Cyclic AMP (cAMP) functions as an intracellular second messenger to transmit extracellular signals, such as hormones and neurotransmitters, to the intracellular environment. The major target of cAMP is the cAMP-dependent protein kinase (PKA), a tetrameric holoenzyme that consists of two regulatory (R) and two catalytic (C) subunits. After cAMP binds the R subunits, the C subunits dissociate and phosphorylate their substrates [28]. The cAMP/PKA signalling pathway regulates a variety of cellular processes such as cell proliferation, differentiation, actin cytoskeletal rearrangements, and gene transcription (reviewed in [29-31]). In order to optimise the responsiveness to a wide variety of signals, the PKA pathway interacts with other signalling pathways, including the MAPK pathways.
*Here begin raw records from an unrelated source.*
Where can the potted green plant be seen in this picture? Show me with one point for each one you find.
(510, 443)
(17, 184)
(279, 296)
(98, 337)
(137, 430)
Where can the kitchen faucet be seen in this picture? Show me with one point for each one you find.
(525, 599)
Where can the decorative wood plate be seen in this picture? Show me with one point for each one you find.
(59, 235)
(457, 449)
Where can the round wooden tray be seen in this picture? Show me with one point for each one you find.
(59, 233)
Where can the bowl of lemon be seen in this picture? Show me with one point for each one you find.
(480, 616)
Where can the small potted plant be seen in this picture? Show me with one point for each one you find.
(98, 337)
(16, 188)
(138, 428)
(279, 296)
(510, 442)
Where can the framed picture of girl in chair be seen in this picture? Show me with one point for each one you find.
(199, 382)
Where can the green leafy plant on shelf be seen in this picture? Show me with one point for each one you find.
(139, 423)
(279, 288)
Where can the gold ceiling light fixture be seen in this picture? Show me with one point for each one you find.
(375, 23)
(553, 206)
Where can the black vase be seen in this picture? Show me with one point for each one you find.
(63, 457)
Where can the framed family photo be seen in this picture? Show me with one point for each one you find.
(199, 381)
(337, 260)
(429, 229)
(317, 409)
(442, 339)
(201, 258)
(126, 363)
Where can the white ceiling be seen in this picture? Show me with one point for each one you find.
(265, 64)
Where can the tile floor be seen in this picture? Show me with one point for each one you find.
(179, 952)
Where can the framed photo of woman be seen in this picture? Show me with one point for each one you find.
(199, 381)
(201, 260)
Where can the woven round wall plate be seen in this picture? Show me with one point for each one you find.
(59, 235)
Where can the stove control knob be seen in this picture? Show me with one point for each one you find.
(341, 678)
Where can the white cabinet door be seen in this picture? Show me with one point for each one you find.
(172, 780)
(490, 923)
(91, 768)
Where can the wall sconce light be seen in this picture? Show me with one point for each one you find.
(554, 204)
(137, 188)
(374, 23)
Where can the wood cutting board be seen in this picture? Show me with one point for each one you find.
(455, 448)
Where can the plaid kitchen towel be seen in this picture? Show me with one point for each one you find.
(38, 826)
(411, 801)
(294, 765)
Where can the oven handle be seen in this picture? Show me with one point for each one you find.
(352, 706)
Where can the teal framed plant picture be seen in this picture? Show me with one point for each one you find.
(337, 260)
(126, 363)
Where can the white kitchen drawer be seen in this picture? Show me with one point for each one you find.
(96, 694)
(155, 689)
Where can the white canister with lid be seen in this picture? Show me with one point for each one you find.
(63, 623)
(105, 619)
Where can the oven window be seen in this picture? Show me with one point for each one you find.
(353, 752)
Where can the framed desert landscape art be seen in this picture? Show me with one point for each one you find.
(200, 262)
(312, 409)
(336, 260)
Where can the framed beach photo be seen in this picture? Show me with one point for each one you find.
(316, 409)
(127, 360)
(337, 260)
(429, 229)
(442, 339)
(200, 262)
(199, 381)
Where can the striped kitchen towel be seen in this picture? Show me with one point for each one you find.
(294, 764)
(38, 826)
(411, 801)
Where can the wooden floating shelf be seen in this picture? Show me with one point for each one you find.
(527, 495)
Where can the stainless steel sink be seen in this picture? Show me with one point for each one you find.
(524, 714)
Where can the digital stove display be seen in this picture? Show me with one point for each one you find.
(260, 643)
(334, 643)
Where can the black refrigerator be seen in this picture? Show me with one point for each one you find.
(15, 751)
In fact, PKA has been shown to modulate the activity of several MAPK cascades [32-35]. Recently, the MAPKAP kinase, RSK1, was found to either bind the catalytic C or regulatory R subunit of PKA, depending on the phosphorylation status of RSK1, but the physiological relevance of this interaction is not completely understood [36].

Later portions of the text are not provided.